Dans une déclaration empreinte de conviction et de fermeté, l’universitaire justifie sa décision par des considérations à la fois éthiques, politiques et idéologiques. Selon lui, son engagement au sein des institutions de l’État n’avait de sens que dans la perspective de contribuer à la mise en œuvre des réformes juridiques et institutionnelles promises au peuple sénégalais à travers le projet politique de rupture porté par PASTEF.
Professeur titulaire des universités et agrégé des facultés de droit, Sidy Alpha Ndiaye affirme avoir accepté des responsabilités gouvernementales par devoir et par conviction, convaincu de participer à la transformation de la gouvernance publique conformément aux aspirations exprimées par les électeurs.
Cependant, il estime que l’évolution récente du paysage politique a profondément modifié les conditions de cet engagement. Dans son argumentaire, il souligne qu’une majorité politique largement investie par le suffrage populaire ne peut, selon lui, être privée de l’exercice effectif du pouvoir sans porter atteinte à l’esprit même de la démocratie représentative.

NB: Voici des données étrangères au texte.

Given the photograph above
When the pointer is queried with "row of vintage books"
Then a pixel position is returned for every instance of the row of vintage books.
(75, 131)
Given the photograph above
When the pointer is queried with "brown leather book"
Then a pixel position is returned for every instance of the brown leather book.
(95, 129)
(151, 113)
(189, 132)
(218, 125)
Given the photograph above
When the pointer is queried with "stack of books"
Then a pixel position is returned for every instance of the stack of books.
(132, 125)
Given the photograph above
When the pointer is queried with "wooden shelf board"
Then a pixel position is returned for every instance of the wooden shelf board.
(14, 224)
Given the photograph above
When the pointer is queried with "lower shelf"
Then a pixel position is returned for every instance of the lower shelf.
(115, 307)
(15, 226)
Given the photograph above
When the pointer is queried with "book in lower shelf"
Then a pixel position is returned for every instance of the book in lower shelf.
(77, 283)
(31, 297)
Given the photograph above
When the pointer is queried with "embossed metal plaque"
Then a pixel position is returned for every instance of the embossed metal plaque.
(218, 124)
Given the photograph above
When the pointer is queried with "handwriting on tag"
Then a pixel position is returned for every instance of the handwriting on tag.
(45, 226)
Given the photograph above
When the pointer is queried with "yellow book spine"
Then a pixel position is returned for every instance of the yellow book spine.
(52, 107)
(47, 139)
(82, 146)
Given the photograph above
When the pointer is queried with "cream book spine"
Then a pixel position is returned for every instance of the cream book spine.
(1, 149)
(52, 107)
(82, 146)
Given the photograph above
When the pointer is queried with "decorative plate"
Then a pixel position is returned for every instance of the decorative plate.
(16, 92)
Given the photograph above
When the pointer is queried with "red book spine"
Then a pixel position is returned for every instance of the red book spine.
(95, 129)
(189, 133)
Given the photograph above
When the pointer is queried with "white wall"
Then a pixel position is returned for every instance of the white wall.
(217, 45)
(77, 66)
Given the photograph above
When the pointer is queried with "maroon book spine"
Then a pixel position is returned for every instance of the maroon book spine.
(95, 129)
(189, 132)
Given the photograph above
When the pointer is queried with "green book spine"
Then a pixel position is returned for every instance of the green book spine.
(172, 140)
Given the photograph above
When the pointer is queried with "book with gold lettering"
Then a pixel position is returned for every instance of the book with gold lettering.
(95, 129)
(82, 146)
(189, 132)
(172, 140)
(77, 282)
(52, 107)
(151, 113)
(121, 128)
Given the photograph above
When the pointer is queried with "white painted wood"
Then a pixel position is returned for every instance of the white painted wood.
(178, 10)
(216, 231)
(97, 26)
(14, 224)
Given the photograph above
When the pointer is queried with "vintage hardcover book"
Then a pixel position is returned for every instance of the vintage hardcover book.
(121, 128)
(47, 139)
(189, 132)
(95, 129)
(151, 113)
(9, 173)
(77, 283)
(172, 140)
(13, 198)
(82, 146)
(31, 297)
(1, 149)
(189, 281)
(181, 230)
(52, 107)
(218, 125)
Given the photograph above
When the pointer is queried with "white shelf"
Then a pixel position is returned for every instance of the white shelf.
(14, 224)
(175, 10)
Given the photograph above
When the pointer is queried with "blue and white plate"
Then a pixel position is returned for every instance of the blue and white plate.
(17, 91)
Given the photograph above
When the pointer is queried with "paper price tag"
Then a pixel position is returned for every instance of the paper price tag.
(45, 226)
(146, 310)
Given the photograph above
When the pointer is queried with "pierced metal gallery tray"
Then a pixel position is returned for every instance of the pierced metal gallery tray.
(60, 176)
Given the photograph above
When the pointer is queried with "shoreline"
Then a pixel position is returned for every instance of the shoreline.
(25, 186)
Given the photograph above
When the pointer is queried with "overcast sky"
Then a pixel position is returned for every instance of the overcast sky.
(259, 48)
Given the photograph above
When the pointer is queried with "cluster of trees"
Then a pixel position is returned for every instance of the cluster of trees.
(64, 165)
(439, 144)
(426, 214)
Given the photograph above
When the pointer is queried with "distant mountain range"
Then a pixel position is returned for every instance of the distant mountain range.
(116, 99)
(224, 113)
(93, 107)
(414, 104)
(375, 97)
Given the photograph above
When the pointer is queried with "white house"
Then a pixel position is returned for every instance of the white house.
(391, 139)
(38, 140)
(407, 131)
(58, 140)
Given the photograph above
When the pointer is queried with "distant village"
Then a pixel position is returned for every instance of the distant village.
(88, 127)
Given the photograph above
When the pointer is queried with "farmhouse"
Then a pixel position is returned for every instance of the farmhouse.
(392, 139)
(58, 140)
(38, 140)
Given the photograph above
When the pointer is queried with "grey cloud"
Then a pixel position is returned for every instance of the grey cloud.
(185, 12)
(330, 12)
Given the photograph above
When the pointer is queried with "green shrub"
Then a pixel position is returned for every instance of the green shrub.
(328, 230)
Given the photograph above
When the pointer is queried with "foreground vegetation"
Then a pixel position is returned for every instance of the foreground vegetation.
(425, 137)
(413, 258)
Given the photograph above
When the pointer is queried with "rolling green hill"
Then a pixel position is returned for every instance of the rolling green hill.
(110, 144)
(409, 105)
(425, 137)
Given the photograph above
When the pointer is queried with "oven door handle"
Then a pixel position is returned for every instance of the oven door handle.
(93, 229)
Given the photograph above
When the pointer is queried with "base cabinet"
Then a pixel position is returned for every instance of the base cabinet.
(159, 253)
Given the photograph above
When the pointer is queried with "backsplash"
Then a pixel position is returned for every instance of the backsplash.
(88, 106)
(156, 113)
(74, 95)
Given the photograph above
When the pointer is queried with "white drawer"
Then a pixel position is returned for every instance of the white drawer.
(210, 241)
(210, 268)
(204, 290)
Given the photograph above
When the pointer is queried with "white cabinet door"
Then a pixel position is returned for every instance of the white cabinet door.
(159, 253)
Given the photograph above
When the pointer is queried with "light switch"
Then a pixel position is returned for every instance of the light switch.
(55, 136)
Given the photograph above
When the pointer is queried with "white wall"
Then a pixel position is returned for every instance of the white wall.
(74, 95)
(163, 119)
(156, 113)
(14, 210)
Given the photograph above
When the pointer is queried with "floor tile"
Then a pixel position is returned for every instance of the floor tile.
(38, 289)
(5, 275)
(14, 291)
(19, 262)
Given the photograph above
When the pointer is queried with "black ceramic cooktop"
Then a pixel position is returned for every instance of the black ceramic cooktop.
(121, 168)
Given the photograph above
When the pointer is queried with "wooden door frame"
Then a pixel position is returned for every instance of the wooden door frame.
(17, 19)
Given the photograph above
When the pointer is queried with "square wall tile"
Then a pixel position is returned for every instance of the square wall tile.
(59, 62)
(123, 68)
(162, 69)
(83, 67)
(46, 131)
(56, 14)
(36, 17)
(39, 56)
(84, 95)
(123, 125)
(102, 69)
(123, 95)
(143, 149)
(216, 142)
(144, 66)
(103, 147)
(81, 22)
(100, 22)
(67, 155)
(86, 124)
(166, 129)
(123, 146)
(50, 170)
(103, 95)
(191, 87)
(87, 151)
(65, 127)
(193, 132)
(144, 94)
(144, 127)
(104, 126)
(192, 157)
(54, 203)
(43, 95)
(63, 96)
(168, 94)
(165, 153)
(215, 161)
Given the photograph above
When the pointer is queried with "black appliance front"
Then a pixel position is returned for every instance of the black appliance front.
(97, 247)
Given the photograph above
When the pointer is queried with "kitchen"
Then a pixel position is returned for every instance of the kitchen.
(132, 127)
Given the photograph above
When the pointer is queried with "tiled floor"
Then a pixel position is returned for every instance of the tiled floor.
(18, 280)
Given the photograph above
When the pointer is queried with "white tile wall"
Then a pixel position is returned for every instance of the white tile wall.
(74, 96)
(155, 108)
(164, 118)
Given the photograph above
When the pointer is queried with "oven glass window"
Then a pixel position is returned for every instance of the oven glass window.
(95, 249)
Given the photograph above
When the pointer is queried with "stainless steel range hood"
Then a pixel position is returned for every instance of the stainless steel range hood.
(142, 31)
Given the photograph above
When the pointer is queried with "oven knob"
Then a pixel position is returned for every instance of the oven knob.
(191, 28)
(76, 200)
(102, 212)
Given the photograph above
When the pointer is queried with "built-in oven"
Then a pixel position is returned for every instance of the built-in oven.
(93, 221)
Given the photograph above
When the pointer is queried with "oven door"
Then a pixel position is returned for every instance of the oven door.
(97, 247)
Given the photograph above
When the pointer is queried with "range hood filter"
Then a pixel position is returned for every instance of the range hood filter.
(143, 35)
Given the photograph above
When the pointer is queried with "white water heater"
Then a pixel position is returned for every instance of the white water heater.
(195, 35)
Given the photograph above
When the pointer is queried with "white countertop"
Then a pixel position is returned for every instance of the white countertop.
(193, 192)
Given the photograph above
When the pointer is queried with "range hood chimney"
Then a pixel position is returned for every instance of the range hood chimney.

L’ancien collaborateur du chef de l’État considère notamment que PASTEF, formation politique qu’il présente comme l’incarnation du projet de rupture, n’exerce plus pleinement les responsabilités exécutives correspondant au mandat reçu des citoyens. Une situation qu’il juge incompatible avec ses convictions profondes et sa conception de la loyauté politique.
Face à ce qu’il qualifie implicitement de décalage entre les idéaux portés et la réalité du pouvoir, Sidy Alpha Ndiaye dit avoir choisi de privilégier la cohérence entre ses valeurs et ses actes. « La vertu politique est un renoncement à soi-même », conclut-il, pour justifier une décision qu’il présente comme un choix moral et de fidélité à ses principes.
Cette démission intervient dans un contexte politique marqué par de profondes recompositions au sein de l’exécutif sénégalais et pourrait alimenter davantage les débats sur l’orientation actuelle du projet politique porté par les forces de la majorité.